Defense contractor windfall
U.S. defense equities captured an estimated $25–30 billion in shareholder wealth on 2 March alone as markets priced in sustained munitions demand. Northrop Grumman shares rose 6%, Lockheed Martin gained 3.3–4%, and RTX added 4.7%, per Time. The Pentagon had signed production agreements in January expanding Patriot missile output from 600 to 2,000 units annually and THAAD interceptor production from 96 to 400 units—contracts now validated by battlefield depletion rates.
“It’s a little bit of a problem — the burn rate is precarious,” Tony Bancroft, portfolio manager of the Gabelli Commercial Aerospace & Defense ETF, told investors, referencing U.S. stockpile drawdowns to support Israeli air defense networks absorbing coordinated Iranian and Hezbollah barrages.
Hezbollah coordination with Iranian forces has sustained multi-front pressure despite degraded Iranian launch capacity.
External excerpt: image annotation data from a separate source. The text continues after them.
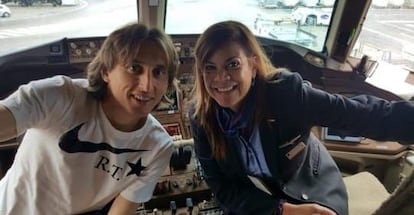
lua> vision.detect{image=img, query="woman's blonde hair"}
[192,21,276,158]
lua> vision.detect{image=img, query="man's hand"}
[283,202,337,215]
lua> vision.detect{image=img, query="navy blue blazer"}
[190,71,414,215]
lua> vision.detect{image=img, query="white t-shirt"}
[0,76,173,215]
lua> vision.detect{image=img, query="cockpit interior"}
[0,0,414,215]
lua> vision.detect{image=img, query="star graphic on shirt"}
[127,158,146,176]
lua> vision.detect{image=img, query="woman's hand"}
[283,202,337,215]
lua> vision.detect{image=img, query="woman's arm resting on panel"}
[108,195,141,215]
[0,105,17,142]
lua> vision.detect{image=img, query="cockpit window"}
[165,0,335,52]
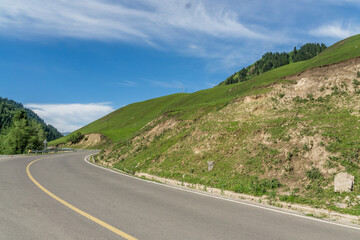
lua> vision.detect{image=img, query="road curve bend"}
[0,151,360,240]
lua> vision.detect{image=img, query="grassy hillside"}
[51,35,360,145]
[53,35,360,215]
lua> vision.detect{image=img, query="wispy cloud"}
[310,22,360,39]
[0,0,276,68]
[149,80,184,91]
[25,103,114,132]
[0,0,265,42]
[118,80,137,87]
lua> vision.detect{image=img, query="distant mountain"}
[51,35,360,216]
[0,97,63,141]
[219,43,327,85]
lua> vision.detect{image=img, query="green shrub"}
[306,167,322,180]
[353,79,360,87]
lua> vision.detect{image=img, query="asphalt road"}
[0,151,360,240]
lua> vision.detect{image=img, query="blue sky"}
[0,0,360,132]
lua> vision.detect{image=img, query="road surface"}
[0,151,360,240]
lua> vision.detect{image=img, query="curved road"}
[0,151,360,240]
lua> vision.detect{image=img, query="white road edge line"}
[84,153,360,230]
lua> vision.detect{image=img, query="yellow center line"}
[26,157,137,240]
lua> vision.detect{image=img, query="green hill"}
[51,35,360,145]
[219,43,326,85]
[52,35,360,215]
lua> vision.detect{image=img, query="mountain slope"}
[219,43,326,85]
[54,35,360,215]
[52,35,360,144]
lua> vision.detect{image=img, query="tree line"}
[219,43,326,85]
[0,97,62,154]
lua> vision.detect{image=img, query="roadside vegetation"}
[0,110,45,154]
[52,35,360,215]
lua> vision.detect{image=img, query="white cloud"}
[149,80,184,91]
[0,0,264,43]
[25,103,114,132]
[118,80,137,87]
[310,22,360,39]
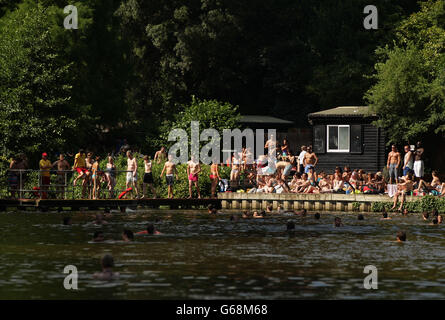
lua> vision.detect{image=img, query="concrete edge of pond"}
[218,192,420,212]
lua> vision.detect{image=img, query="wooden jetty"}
[0,199,221,211]
[218,192,418,212]
[0,192,418,212]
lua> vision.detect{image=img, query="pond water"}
[0,210,445,299]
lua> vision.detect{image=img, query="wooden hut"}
[308,106,386,172]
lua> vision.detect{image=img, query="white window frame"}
[326,124,351,153]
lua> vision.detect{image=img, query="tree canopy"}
[366,1,445,142]
[0,0,444,165]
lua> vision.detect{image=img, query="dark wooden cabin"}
[308,106,386,173]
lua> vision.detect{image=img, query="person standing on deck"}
[126,150,138,198]
[187,156,201,199]
[73,149,90,198]
[53,153,70,198]
[403,145,414,176]
[414,141,425,180]
[153,146,167,163]
[160,154,178,199]
[303,146,318,173]
[386,145,400,184]
[142,156,156,198]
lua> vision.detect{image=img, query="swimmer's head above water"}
[122,229,134,242]
[397,231,406,242]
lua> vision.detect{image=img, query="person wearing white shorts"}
[126,151,138,198]
[414,160,423,178]
[127,172,138,184]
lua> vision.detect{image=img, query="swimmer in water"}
[136,223,162,235]
[334,217,343,227]
[241,211,251,219]
[122,229,134,242]
[93,231,105,242]
[286,221,295,231]
[93,213,108,225]
[63,217,71,226]
[380,211,391,220]
[295,209,307,217]
[253,210,266,219]
[396,231,406,242]
[93,254,119,280]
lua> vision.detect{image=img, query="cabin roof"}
[308,106,376,119]
[239,115,294,125]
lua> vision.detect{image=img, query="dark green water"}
[0,211,445,299]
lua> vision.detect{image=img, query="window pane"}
[328,126,338,150]
[313,125,326,154]
[338,127,349,150]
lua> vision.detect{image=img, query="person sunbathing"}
[318,172,334,193]
[391,173,413,211]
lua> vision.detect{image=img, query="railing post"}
[19,170,23,199]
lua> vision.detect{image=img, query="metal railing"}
[2,169,135,199]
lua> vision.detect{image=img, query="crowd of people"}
[4,136,445,210]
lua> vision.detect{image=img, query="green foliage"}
[0,3,76,155]
[366,1,445,143]
[352,202,360,211]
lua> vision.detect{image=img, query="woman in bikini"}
[230,152,241,187]
[105,156,116,198]
[91,156,101,199]
[210,159,221,198]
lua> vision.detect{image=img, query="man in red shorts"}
[39,152,53,199]
[73,149,90,198]
[187,156,201,199]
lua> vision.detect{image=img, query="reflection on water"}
[0,210,445,299]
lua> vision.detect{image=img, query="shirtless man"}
[386,145,400,184]
[187,156,201,199]
[264,134,277,158]
[142,156,156,199]
[414,141,425,181]
[15,153,28,197]
[275,161,292,181]
[417,170,443,195]
[297,146,307,174]
[391,173,414,211]
[303,146,318,173]
[153,146,167,163]
[160,154,178,199]
[403,145,414,176]
[126,151,138,198]
[93,254,119,281]
[73,149,90,198]
[230,152,242,187]
[53,153,70,198]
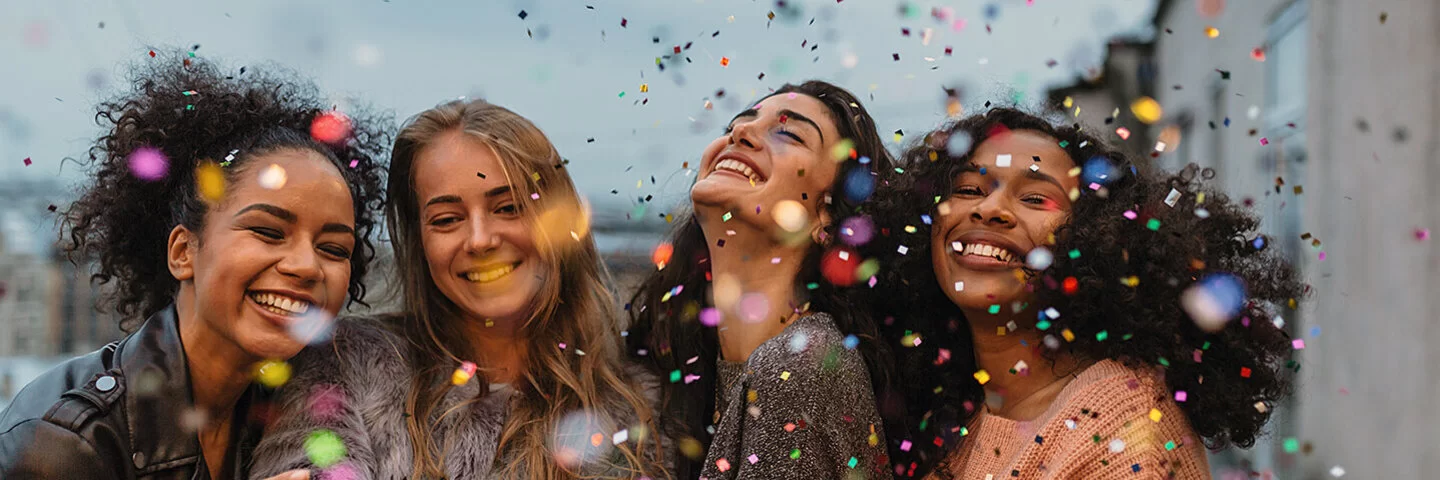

The largest wave—approximately 150 rockets on 11 March—prompted extensive Israeli strikes on Beirut’s Dahiyeh stronghold, according to i24NEWS reporting on months-long IRGC-Hezbollah planning. By 21 March, Iran had shifted tactics from volume to precision, deploying larger payloads and cluster munitions in high-impact penetration strikes.
Currency markets and emerging market contagion
The U.S. Dollar Index strengthened from February lows near 95 to 98.50+ by early March, gaining over 1% on 2 March alone as risk-off flows accelerated. Emerging market equities sold off sharply: India’s SENSEX fell 2%, Hong Kong’s Hang Seng dropped 2%, and the iShares MSCI Emerging Markets ETF declined 1.5% in a single session, per E8 Markets analysis.
The dollar smile effect—whereby the greenback strengthens during both risk-off episodes and periods of U.S. economic outperformance—has intensified pressure on emerging market currencies already facing energy import bills inflated by 50%+ crude price increases.
- Brent crude: +53% ($73 → $112.19/bbl) in 19 days
- U.S. defense contractors: $25–30B combined market cap gain on 2 March
- USD Index: +3.7% (95 → 98.50+) on safe-haven flows
- European natural gas: +50% (TTF €62/MWh) on Qatar supply loss
- Emerging market equities: -1.5–2% single-session declines
Iranian military casualties reached 1,444 by 21 March, including 204+ children, as U.S. Central Command maintained its position that “the Iranian regime is knowingly endangering innocent lives by using heavily populated civilian areas to conduct military operations,” Al Jazeera reported.
What to watch
Strait of Hormuz reopening negotiations will determine whether crude sustains triple-digit pricing or retreats toward pre-conflict levels. Any Iranian demonstration of residual missile capacity—particularly strikes on Gulf state energy infrastructure—would validate Tehran’s strategic bet that tactical losses can be offset by economic coercion. Defense contractor earnings calls in April will quantify restocking orders and production timeline bottlenecks. Hezbollah’s willingness to sustain high-tempo operations despite Israeli counter-strikes in Dahiyeh will signal whether Iran’s proxy network retains operational coherence absent centralised missile support. Emerging market central banks face a binary choice: defend currencies via rate hikes that risk recession, or accept depreciation that amplifies energy-driven inflation. The gap between stated U.S. objectives (regime change, nuclear programme elimination) and operational reality (prolonged insurgency, regional energy disruption) will widen if Iranian forces adapt to air superiority through distributed, lower-signature strike methods.